The study examined whether the combination statin/niacin therapy was safe and whether it lowered the risk of total heart or vascular events including:
- Coronary heart disease death
- Non-fatal heart attack
- Ischemic stroke (when arteries leading to the brain are blocked)
- Hospital stays for acute coronary syndrome (chest pain related to heart problems or angina)
- Coronary or cerebral revascularizations (procedures to improve blood flow in the vessels of the heart or brain)

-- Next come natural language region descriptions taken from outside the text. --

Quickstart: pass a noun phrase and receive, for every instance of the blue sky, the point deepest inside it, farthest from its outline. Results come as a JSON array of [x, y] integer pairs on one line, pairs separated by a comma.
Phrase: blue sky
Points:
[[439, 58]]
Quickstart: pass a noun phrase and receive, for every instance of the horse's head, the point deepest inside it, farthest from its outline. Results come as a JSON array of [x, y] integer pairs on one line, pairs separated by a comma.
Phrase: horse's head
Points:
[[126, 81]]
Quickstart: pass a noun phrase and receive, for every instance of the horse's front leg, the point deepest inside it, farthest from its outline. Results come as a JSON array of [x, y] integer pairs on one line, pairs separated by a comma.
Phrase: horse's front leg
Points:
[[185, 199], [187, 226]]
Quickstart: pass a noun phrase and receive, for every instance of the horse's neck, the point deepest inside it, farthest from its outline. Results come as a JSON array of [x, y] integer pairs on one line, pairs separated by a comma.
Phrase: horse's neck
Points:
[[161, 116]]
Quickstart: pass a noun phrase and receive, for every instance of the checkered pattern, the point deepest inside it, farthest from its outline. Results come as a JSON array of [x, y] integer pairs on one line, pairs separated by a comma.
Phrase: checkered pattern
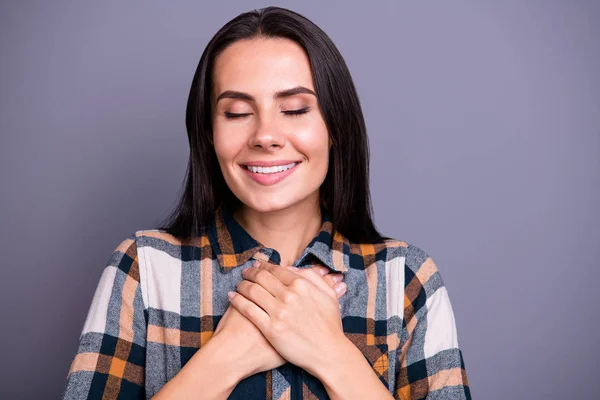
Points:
[[160, 299]]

Participants were assigned by equal chance to one of two groups. One group received high dose, extended-release niacin (Niaspan ®) while the other received a placebo (an inactive substance). Neither the participant nor the provider knew who was getting the active study drug or a placebo. The niacin dose was up to 2,000 mg per day, depending on the highest dosage a participant could tolerate during the trial’s starting phase. \
All participants received the statin drug simvastatin (Zocor ®). The simvastatin dose was adjusted to keep LDL levels within a target range of 40-80 mg/dL (1.0-2.1 mmol/L). Some participants also received ezetimibe (Zetia ®), another cholesterol-lowering drug, to help reach the target LDL range.
Participants in AIM-HIGH were to be followed for 4-6 years on study medication. The blinded treatment phase of the study was stopped 18 months early. The average follow-up on study medication was 32 months.